# Good camping tents! Need some ideas



## brute21 (Mar 12, 2010)

Just like it says I am looking to get a nice tent for camping and it need to be something that the wife will like to sleep in. I recently sold my camper because we dont use it enought to keep it and I figured just spend a couple hundred on a nice tent. Anybody have any ideas? I am looking at this one:
:rockn:
http://www.meijer.com/s/gigatent-mt.../_/R-129610?cmpid=goobase&CAWELAID=331886280#


----------



## monsterbrute750 (Apr 13, 2010)

I have the Columbia Bugaboo 2 tent. I have a Toy Hauler that we mostly use, but my son was in Boy Scouts and of course they frown on bringing an RV....go figure LOL !!
So we had to purchase a tent. I spent $150 on it and we really enjoy it.


----------



## lilbigtonka (Dec 30, 2008)

im interested in this as well something that def has room to walk around it but if it does rain i dont want to wake up soaking wet


----------



## J2! (May 8, 2010)

I have a Hillary tent.. I've had it about 6 years and it's been AWSOME !!! We have went through some rough monsoons at Talladega in it, I mean some real turd floaters and never once leaked water.. You should look at em'.. Mine is 12' X 14' X 80" high and If I remember right it was around $200.. Tough as nails though and sets up in about 10 minutes.. Good luck with your purchase.. Mine is very similar to this one.. 
http://www.sears.com/shc/s/p_10153_...2&i_cntr=1294862177770&sid=IDx20070921x00003c


----------



## brute21 (Mar 12, 2010)

think I found me a winner for what I need and at a resonable price too.

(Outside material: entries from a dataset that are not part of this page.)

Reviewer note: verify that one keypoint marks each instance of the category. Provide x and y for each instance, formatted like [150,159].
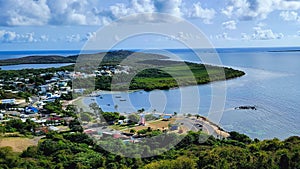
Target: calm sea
[271,83]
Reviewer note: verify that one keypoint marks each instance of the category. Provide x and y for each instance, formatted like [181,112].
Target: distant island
[143,71]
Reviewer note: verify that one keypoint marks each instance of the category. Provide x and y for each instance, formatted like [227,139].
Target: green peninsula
[128,70]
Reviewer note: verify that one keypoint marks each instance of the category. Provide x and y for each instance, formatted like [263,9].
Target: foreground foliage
[77,150]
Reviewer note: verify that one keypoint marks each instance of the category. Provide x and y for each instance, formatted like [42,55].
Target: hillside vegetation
[78,151]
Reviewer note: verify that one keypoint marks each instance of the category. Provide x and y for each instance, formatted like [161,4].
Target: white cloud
[231,25]
[74,38]
[90,12]
[10,37]
[262,34]
[289,16]
[204,13]
[24,12]
[223,36]
[168,6]
[254,9]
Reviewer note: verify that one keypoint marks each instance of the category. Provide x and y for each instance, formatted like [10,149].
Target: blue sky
[68,24]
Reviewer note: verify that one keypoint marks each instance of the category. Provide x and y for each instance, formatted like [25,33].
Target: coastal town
[51,108]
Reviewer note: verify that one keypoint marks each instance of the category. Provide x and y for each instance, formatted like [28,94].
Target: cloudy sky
[68,24]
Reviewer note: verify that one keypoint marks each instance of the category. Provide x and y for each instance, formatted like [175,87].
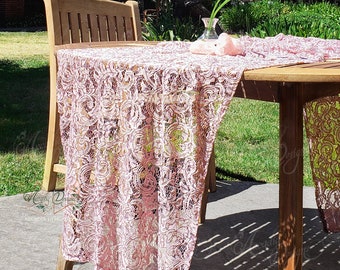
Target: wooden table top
[328,71]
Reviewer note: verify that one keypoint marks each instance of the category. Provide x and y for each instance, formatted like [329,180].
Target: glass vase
[209,30]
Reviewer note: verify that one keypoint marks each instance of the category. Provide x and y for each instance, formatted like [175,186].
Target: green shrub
[269,18]
[168,27]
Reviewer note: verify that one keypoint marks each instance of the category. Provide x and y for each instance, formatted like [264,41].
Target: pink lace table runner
[138,126]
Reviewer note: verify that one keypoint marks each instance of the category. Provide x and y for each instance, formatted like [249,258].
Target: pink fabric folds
[137,127]
[224,45]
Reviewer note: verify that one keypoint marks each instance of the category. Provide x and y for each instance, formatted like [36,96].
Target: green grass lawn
[246,146]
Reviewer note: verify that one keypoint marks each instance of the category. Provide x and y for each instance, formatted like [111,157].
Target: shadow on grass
[24,102]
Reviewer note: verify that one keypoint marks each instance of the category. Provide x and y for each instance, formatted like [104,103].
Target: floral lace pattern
[322,118]
[138,126]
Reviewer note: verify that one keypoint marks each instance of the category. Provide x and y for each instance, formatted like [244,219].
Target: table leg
[291,177]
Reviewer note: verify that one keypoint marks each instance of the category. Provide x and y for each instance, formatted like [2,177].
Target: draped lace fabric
[137,127]
[322,122]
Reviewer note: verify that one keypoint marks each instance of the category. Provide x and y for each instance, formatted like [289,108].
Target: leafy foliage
[268,18]
[168,27]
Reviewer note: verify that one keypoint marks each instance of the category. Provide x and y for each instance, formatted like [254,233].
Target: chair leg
[63,264]
[52,151]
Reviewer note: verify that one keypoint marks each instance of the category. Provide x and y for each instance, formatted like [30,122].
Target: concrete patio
[240,231]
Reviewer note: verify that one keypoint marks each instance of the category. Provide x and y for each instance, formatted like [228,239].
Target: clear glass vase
[209,30]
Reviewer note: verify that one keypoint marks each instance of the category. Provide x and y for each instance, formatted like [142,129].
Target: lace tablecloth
[138,126]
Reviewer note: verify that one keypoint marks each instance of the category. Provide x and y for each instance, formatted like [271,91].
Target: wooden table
[291,86]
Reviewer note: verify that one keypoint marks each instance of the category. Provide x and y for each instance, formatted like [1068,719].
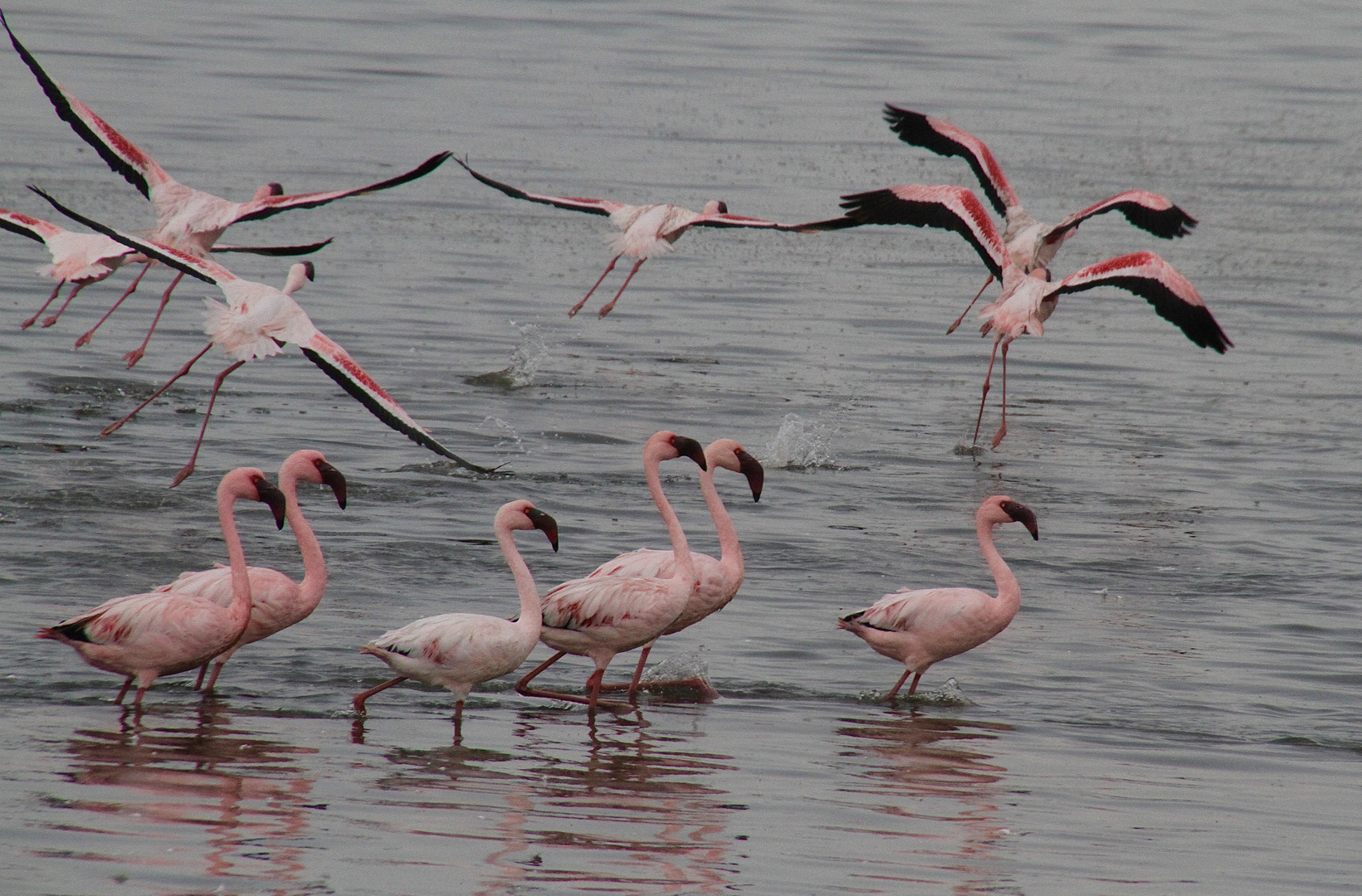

It has some good reviews too. wenzel klon***e 16 x 11-feet eight-person family cabin dome tent you can get it from walmart for around $130


----------



## lilbigtonka (Dec 30, 2008)

how tall is it on the inside


----------



## throttlejock27 (May 21, 2010)

i have a cabelas tent. its huge 10x20 feet. very tall inside and have been in the pouring rain and it stayed very dry inside.


----------



## KMKjr (Jan 9, 2009)

Tent + Wife = Fight

Camper + Wife = happy times

I think it's an indoor plumbing thing.


----------



## brute21 (Mar 12, 2010)

You ain't lying man. You can stand up in it too


----------



## brute21 (Mar 12, 2010)

throttlejock27 said:


> i have a cabelas tent. its huge 10x20 feet. very tall inside and have been in the pouring rain and it stayed very dry inside.


Man that is a huge tent haha. To be honest there is no need in a camper with all the stuff they have for camping now


----------